Genetics and Neurobiology of Autism and Related Neuropsychiatric Conditions

Jonas Melke

The ultimate aim of this project is to identify genes and neurobiological pathways involved in autism. Autism is a neurodevelopmental disorder characterized by problems in social communication and by repetitive behavior. The disorder is highly genetic, but for the majority of cases we still do not know which genes that are involved. In our work we use two major strategies. The first is an open-ended approach where the initial results will determine how the project will proceed, whereas the second is more defined and concerns further investigations of candidate genes already known through our (and other’s) previous studies. In the first part of our project, we carry out genome-wide screens for chromosomal rearrangements, i.e., deleted or duplicated parts of the chromosomes, in autism patients using state-of-the-art Affymetrix single nucleotide polymorphism (SNP) arrays. The next step will be to exactly identify the genes that are affected by such rearrangements.
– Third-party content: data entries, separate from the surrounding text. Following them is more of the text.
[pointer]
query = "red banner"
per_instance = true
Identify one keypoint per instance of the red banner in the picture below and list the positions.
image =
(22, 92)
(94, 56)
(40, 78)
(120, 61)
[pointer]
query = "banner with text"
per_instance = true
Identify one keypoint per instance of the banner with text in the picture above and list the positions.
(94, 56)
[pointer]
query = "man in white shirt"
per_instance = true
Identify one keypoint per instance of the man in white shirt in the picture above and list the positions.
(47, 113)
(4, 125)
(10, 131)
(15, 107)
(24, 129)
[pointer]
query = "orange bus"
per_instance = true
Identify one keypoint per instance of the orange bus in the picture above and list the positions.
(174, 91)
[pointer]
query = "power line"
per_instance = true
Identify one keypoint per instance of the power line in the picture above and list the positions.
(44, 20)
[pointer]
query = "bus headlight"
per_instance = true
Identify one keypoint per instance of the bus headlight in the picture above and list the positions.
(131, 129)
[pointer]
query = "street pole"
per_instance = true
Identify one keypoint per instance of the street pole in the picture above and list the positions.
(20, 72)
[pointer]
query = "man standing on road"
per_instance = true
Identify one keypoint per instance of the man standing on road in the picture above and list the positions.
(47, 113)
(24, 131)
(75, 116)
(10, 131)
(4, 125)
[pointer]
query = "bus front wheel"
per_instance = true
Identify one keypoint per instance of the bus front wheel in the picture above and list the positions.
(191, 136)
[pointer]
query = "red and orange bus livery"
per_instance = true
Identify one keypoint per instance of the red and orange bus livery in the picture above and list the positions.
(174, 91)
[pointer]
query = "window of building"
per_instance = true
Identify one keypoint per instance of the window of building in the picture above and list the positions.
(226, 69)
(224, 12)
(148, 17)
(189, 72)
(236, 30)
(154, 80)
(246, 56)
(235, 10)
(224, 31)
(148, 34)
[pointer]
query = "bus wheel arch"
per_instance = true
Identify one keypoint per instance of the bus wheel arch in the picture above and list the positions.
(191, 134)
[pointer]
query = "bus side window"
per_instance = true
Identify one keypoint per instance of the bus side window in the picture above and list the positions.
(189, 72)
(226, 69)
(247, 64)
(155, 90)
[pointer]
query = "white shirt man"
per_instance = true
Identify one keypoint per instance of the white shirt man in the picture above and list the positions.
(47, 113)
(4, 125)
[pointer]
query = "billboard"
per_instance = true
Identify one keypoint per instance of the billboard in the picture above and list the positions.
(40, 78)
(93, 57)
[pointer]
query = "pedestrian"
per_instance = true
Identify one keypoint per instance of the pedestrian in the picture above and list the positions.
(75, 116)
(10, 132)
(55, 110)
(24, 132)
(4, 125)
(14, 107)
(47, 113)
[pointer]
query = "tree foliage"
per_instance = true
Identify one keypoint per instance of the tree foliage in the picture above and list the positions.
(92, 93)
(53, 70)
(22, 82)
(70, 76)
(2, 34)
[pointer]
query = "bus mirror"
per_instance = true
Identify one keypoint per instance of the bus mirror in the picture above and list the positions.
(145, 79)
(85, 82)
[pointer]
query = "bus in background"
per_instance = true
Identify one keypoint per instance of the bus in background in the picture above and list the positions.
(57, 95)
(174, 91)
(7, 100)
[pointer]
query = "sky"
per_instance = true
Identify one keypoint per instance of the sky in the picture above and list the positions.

We will then screen these genes search for causative mutations and association of common variants in large populations of autism-related disorders. As candidate susceptibility variants and genes are identified, our goal is to determine their role in the pathophysiology of the disease by functional studies in cultured cells and animal models. In the second part of the project, candidate genes already known through our previous studies will be further investigated in new patient populations and in functional studies. We have previously shown that low melatonin levels is a common trait in autism and that this almost entirely is due to low activity of ASMT, the last enzyme in the melatonin synthesis pathway. The gene encoding ASMT has now been extensively investigated in autism patients throughout the world, revealing several novel variants associated with autism. Recently, we have also identified interesting variants in other genes involved in melatonin metabolism. To clarify the role of the identified variants in melatonin-related genes in autism etiology, we investigate the functional role of these in cultured cells using quantitative PCR, enzyme activity assays and receptor binding.